Returning to America after WWII, he served in the US Air Force for twenty-five years and retired as a Lt. Colonel in 1969. He obtained a Bachelor of Science in education in 1955 and a master's degree in education in 1969, both degrees from the Tuskegee Institute, while simultaneously serving as an active-duty Air Force officer. After retiring from the Air Force, Lt. Colonel Carter served at the Tuskegee Institute as an associate dean for student services, associate dean for admission and recruiting, and a financial aid counselor.

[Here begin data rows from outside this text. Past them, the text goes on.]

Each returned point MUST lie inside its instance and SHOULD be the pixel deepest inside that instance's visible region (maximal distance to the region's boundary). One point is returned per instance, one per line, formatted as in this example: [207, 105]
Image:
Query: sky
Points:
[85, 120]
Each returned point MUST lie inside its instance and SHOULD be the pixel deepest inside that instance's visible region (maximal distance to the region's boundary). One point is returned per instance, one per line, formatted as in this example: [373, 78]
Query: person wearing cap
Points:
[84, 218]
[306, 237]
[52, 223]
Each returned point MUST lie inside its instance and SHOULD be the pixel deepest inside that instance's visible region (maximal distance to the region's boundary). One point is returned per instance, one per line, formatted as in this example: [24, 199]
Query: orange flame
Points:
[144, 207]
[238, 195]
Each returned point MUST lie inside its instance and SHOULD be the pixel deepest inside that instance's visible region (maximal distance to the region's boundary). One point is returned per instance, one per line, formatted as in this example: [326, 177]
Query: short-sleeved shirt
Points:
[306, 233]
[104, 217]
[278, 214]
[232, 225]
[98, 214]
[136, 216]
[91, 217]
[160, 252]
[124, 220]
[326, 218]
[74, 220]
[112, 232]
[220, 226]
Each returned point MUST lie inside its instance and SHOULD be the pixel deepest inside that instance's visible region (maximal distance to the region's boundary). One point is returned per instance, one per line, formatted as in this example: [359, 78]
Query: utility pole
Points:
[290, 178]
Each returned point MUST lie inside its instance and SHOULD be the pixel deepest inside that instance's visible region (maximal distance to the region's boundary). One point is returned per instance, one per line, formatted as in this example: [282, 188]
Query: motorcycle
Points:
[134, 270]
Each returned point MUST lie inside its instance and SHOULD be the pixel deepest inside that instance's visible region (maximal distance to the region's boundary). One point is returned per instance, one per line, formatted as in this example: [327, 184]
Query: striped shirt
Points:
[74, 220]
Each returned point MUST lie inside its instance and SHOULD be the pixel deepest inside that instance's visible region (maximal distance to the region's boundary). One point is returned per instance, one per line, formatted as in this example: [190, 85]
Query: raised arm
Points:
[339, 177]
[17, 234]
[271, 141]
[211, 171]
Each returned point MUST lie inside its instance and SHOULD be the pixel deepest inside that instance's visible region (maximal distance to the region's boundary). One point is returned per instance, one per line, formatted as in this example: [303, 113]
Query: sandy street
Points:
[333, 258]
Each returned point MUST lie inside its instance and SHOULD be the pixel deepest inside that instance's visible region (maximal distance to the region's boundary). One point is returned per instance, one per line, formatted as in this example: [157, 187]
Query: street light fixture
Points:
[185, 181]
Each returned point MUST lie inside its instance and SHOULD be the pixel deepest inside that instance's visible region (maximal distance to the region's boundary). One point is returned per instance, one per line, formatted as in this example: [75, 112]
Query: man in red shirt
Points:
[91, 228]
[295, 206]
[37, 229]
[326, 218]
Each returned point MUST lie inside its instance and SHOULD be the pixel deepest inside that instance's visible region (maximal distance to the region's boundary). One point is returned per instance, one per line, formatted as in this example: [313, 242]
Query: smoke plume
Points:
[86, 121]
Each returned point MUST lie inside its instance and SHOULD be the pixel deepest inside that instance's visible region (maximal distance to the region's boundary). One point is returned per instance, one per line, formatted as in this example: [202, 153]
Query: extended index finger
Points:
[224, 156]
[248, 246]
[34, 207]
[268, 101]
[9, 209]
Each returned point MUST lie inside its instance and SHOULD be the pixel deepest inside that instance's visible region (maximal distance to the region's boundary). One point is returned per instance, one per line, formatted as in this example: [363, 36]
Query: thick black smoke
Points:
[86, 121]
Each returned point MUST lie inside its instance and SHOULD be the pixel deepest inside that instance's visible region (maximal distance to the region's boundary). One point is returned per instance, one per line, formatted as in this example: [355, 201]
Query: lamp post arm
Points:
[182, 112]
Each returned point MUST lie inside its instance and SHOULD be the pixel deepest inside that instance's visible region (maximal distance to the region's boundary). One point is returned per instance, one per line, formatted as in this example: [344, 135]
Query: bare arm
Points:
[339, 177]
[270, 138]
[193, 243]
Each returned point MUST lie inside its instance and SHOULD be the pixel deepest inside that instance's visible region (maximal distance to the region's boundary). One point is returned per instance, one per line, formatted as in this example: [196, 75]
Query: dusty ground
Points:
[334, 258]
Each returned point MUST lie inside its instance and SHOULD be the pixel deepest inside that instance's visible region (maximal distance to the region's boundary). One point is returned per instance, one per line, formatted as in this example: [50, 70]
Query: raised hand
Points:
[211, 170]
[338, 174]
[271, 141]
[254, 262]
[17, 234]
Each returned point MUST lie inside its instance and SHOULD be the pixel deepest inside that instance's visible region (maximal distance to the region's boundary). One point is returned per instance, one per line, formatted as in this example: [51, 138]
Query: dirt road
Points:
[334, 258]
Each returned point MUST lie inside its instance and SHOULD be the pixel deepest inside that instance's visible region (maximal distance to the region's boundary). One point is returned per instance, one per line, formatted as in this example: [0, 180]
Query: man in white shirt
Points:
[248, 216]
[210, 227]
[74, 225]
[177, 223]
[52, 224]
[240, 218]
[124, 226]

Named in honor of Tuskegee Institution's second president, Robert Russa Moton, Moton Field Municipal Airport is a public-use airport located three nautical miles north of the central business district of Tuskegee, a city in Macon County, Alabama, United States. The airport is owned by the City of Tuskegee. It is included in the FAA's National Plan of Integrated Airport Systems for 2011–2015, which categorized it as a general aviation facility. Moton Field is also home to the Tuskegee Airmen National Historic Site. In 2017, the approval was given by the Tuskegee City Council at its April 11 meeting for plans to build a new terminal at Moton Field. The $550,000 facility would be paid for by a grant from the Federal Aviation Administration (FAA) funneled through the Alabama Department of Economic and Community Affairs (ADECA). It was determined at that time, that the airport would be renamed in honor of Lt. Col Carter.